でもやるんだよ
人手不足が深刻だ。
求人をしてもなしのつぶて
営業時間を縮小するどころか、
そのまま力尽きる店も出てきている。
そもそも3年で7割が潰れていく飲食業。
もうずっと前から、やってもやってもどうにもならない
局面に入っていて、更にコロナ渦に物凄い速さで
ライフスタイルの変化が起こって、外食離れや酒離れが進み、
デジタル化に無人化、インボイス、デリバリーも整った。
このスピードに、ついて行かずとも確実に巻き込まれる。
その上、ありとあらゆるものの原材料が値上げして、
やればやるほど割を食うところまで、ダーッときてしまった。
求人広告を出したり給与をグンと上げたり出来れば
スタッフは集まるのかもしれないが、余力がある個人店は少なく
人件費と仕入れと赤字のジレンマで出口を見失っている。
資本があれば大手のようにバンバン自動化を進めて
大量仕入れとセントラルキッチンによってあらゆる費用を
抑えられるだろうが、価格と便利さだけを突き進める先の
ロボットと冷凍食品が中心の店だけでは、そりゃ味気ない。
この強烈な転換期後に飲食店は、チェーン店と一部の高級店しか
残らないかもしれない。

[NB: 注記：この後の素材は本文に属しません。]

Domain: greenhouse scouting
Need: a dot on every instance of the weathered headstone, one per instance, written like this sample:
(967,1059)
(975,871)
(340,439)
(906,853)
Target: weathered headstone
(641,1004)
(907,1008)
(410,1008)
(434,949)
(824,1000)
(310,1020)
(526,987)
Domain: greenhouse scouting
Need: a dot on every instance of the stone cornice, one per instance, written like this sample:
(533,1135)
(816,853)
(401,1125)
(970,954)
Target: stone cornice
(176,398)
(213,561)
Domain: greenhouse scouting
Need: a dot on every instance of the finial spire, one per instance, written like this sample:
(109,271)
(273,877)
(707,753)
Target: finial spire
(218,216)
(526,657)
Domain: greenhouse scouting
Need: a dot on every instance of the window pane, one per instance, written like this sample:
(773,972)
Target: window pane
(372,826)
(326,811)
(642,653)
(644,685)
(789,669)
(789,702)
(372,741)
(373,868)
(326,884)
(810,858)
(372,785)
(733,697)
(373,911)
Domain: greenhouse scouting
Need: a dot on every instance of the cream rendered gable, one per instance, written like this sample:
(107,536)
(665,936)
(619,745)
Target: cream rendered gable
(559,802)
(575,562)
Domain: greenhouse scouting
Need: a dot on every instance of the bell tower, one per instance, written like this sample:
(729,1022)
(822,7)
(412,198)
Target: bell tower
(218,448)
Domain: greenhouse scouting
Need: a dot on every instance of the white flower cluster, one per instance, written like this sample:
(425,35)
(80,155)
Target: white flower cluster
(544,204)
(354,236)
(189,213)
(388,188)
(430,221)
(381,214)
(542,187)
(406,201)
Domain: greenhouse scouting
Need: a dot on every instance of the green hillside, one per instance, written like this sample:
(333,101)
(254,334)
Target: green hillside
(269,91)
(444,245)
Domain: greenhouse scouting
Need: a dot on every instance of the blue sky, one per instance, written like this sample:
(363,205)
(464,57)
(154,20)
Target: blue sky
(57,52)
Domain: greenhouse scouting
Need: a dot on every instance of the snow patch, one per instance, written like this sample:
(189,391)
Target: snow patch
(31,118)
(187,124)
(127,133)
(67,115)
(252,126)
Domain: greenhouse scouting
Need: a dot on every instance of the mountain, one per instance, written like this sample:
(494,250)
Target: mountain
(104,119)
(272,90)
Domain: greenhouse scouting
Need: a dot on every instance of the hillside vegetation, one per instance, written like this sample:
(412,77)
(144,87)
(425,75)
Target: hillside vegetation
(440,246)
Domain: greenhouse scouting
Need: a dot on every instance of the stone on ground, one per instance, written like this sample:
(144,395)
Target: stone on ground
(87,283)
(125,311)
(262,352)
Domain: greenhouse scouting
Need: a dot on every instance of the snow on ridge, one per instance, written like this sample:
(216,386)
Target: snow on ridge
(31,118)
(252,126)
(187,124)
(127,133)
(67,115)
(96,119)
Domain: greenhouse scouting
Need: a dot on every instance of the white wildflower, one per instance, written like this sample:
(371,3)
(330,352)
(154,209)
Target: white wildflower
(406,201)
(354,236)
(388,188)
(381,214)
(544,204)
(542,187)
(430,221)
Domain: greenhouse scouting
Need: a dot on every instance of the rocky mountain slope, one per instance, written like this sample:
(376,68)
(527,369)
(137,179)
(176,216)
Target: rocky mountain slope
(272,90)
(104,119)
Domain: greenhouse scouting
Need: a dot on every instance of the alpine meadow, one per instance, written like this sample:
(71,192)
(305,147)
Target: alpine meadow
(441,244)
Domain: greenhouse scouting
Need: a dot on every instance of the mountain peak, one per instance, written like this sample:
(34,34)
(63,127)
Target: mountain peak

その真ん中で中途半端に揺れている、
うちのような庶民の店、ただ真っ当に手で作った物を出す店が、
どんどん力尽きてしまうんじゃないかと危惧している。
昔はよかったとは言いたくないけれど、このまま突き進んでいったら
取り返しがつかない、詰まらない世の中になってしまうのではないか。
どんな街へ行っても、毛細血管のように居酒屋や食堂やバーがあって
その土地の人と話しながら、郷土料理や地の酒が飲める事の素晴らしさ。
どんなAIでも数値化できない、個人店それぞれが内包する空気感。
得も言われぬ体験こそが、私にとってのかけがえのない時間である。
新しいものを好きになると同じくらい、古いものを好きでい続ける必要。
若い人たちが、普通に働きたくなる仕事になるように具体的にどうするか。
ひらめきとアイデアで切り抜けられるか。楽しくやり続けられるか。
自分も含めて、ここはいっちょ踏ん張ってどうにか残って欲しいと願う。